When Hospitalists and Attendings Clash
When such situations create conflict with physicians, they must be addressed carefully and resolved promptly. Dr. Marcus suggests that such conflicts can be minimized or eliminated altogether when “physicians negotiate expectations of their relationships” up front. “It is best for attendings and hospitalists to be communicating on an ongoing basis and understand each other’s positions before situations occur,” he offers.
Peter Prendergast, MD, chief hospitalist at St. Joseph’s Hospital and associate professor of Medicine at SUNY Upstate Medicine Center in Syracuse, New York, suggests that conflicts with physicians in these situations are not common. “Physicians overwhelmingly understand that we have more information by which to make admitting decisions,” says Dr. Prendergast. “We just need to make sure the patient understands that the physician makes the best possible decision with the data set he or she has and that we have access to more information and assessment tools and may draw a different conclusion.”
Nonetheless, Dr. Prendergast acknowledges that there are other situations that present the potential for attending-hospitalist conflict. “You may run into a problem with the primary care physician when the patient presents with a medical problem that previously was treated in the hospital that now is treated on an outpatient basis,” he notes.
Dr. Leyhane offers another common conflict with attendings. “Sometimes the physician will order a test or procedure that will not be reimbursed because it is unrelated to the patient’s reason for admission,” he says. “When this happens and the patient gets the bill, he or she is unhappy with the hospital and not the attending physician.”
These situations generally occur because the physician doesn’t realize that a service isn’t reimbursable or that a protocol has changed, Dr. Prendergast stresses, and not because the practitioner is being stubborn or contrary. Nonetheless, it presents a conflict.
“You need to let the physician know that there has been a change in treatment standards or that there is a reimbursement issue. Once he or she has the facts, you aren’t likely to have another problem,” says Dr. Prendergast. “The physician needs to get a phone call or at least a note in a timely manner.”
Dr. Marcus actually advises that hospitalists talk with the physician before communicating any information to the patient that conflicts with what the doctor has told him or her. “Otherwise,” he observes, “the conflict already has escalated.” Physicians, he says, don’t want to hear about a difference of opinion after the fact.
Hospitalist-Patient Conflicts
Roger Gildersleeve, MD, administrative hospitalist at Augusta Medical Center, Fishersville, Va., says conflicts with patients or family members are common situations for the hospitalist. “You may see conflicts when there is a disconnect between the patient’s or family’s expectations and the realities of the patient’s prognosis and outcomes,” he says. “We spend a lot of time trying to bring these two things closer together.”
One key to resolving these problems is to make a quick study of the situation. “You usually can read patients and families—by their body language and facial expressions—when you enter the room,” says Dr. Gildersleeve, “and you can detect tension and hostility.”
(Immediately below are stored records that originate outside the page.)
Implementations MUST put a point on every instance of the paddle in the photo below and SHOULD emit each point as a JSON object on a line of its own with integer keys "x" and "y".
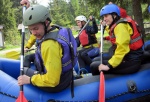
{"x": 15, "y": 54}
{"x": 21, "y": 97}
{"x": 102, "y": 79}
{"x": 84, "y": 27}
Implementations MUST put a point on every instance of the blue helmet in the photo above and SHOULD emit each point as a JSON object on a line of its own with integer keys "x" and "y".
{"x": 149, "y": 8}
{"x": 110, "y": 8}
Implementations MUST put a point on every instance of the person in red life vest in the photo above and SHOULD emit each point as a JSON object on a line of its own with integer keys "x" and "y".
{"x": 123, "y": 12}
{"x": 125, "y": 55}
{"x": 88, "y": 41}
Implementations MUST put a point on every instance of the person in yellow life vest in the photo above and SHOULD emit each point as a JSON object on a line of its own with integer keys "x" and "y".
{"x": 54, "y": 59}
{"x": 87, "y": 39}
{"x": 125, "y": 55}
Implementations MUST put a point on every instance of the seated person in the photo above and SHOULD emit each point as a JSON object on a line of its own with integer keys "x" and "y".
{"x": 87, "y": 39}
{"x": 125, "y": 55}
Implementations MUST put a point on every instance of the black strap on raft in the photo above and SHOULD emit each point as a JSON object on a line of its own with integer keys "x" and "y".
{"x": 72, "y": 59}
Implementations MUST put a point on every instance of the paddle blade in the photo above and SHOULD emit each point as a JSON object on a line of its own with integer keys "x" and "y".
{"x": 102, "y": 88}
{"x": 21, "y": 97}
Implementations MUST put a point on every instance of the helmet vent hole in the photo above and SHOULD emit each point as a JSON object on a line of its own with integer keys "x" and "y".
{"x": 30, "y": 17}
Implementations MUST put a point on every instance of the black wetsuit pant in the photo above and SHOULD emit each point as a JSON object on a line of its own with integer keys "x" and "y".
{"x": 83, "y": 57}
{"x": 126, "y": 67}
{"x": 65, "y": 80}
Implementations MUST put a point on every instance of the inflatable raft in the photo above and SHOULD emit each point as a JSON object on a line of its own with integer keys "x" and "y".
{"x": 118, "y": 88}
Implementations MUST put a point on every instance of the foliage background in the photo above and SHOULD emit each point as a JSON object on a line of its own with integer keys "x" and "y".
{"x": 63, "y": 13}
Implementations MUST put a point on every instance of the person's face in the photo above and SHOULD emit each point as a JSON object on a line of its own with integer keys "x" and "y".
{"x": 37, "y": 30}
{"x": 108, "y": 19}
{"x": 79, "y": 24}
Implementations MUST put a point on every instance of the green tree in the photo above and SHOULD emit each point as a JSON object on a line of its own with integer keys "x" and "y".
{"x": 7, "y": 19}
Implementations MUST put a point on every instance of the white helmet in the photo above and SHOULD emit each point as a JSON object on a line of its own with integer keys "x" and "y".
{"x": 81, "y": 18}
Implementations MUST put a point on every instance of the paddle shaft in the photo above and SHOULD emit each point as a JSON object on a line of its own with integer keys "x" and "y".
{"x": 101, "y": 48}
{"x": 84, "y": 27}
{"x": 102, "y": 79}
{"x": 22, "y": 50}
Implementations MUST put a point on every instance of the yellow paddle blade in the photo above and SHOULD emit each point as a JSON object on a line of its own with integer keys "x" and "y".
{"x": 13, "y": 55}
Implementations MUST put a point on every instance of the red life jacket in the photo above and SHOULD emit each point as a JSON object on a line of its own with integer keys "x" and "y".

Dr. Prendergast agrees. “When you see patients and families in certain situations—such as 2 a.m. in the ER—you can make some reasonable assumptions about what they are thinking or feeling,” he says. “You can predict what these people’s concerns are, and you can address them even before they ask. Acknowledging their position and concerns is important.”
When possible, preparing for family and/or patient encounters can make a difference. “Before seeing a new patient, I try to learn as much as I can about him or her,” says Dr. Gildersleeve. “We have a good computer system, so it’s pretty easy. I use some of what I’ve learned in my opening comments, and this gives patients and families more confidence in me and my ability to deal with them as individuals.”